The day that I went to the Seoul Folk Flea Market was filled with excitement. I had already considered my outing a success, just based on the market. However, the day took a surprising turn that made me even happier than the flea market finds!
We had taken a bathroom break near the clothing side of the flea market. There is a large doorway that leads into a back alley. As I waited for my friend and her children, I noticed a small building that said “traditional crafts.” That was enough to intrigue me, so I wandered over. The building was tiny, some pre-fabricated contraption that was about as wide as a shipping container. Through the windows I could see a few tables and Korean masks and paper lanterns lining shelves. I read the sign on the front door and couldn’t believe it. “Come in anytime for free Experience traditional culture.” Hmmm. Though grammatically incorrect, this had potential. Free? Crafts? It sounded too good to be true.
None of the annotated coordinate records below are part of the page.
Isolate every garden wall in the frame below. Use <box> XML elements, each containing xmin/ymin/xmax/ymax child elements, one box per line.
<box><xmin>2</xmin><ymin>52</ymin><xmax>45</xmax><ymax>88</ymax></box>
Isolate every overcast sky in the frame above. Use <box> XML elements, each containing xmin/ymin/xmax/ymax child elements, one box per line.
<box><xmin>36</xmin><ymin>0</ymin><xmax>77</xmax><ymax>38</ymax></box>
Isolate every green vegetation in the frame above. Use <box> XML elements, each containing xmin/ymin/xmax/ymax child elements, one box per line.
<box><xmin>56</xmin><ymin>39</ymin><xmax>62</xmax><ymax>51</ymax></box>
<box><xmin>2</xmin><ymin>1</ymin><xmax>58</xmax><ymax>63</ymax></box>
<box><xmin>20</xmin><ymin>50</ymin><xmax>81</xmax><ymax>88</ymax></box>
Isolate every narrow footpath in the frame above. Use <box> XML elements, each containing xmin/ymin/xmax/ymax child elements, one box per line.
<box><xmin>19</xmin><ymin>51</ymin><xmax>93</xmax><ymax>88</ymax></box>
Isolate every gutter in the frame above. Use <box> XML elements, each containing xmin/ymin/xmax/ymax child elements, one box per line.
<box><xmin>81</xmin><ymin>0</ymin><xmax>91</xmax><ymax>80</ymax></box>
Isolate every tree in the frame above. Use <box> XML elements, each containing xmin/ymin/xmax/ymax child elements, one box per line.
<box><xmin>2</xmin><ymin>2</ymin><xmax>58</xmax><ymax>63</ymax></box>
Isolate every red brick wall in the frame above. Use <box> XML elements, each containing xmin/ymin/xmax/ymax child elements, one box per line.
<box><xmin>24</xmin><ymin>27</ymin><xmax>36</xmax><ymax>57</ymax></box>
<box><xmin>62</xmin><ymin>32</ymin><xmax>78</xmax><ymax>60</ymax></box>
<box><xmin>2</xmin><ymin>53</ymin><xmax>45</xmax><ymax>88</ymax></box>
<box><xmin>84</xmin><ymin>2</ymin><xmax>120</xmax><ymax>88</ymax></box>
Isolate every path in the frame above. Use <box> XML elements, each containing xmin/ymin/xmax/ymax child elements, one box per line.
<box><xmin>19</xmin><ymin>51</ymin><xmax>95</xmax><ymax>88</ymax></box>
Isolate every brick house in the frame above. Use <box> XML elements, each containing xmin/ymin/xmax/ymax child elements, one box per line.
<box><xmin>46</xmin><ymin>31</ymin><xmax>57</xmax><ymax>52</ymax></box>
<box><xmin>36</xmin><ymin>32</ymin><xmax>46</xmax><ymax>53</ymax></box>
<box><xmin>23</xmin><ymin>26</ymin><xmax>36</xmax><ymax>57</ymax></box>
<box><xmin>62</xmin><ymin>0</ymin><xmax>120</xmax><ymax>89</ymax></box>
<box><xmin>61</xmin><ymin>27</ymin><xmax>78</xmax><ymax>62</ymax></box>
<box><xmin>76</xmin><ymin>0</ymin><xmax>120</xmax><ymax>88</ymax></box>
I scour the internet looking for things to do in Korea, and here was what promised to be a fabulous time just sitting in an alley at the flea market.
We went inside to see if there was any more information available, and before I knew it we were filling out a slip of paper with basic information such as how many were in our group and how many times we have been there. My friend’s sons choose to make masks, while my craft companion and I made paper lanterns.
It all happened very quickly. We were given plain white lanterns, plopped down by some glue and tissue paper and left to our own creativity. I was crazy excited. I love crafts; I love traditional experiences; I love free. It was all the more exciting because we had no idea what we were walking into. Shopping for antiques and then five minutes later I have a lantern yearning to be designed.
The masks are white and the crafter is given a tray of colored craft … stuff. I don’t know what to call it. It’s made of tiny styrofoam-like beads and held together by sticky goo. You can form it into any number of objects or flatten it out to design a mask.
The lanterns came with a box of tissue paper and cans of thin, clear glue. The glue reminded me of modge podge. I would coat the lantern in glue, place a bit of tissue paper, and then spread more glue on top. The lantern and I were a sticky mess by the time it was over. I found the smaller bits of paper were easier to mold around curves. They had several samples available for inspiration. There was a pretty navy lantern with a lotus bloom that caught my eye. I started with a much more colorful flower and then realized it would be better to do the background first and add the flower on top. Too late.
As you can see, ‘ol crazy eyes here really enjoyed her traditional crafting experience. I’m already trying decide on my next creation- a Christmas ornament or a paper tray?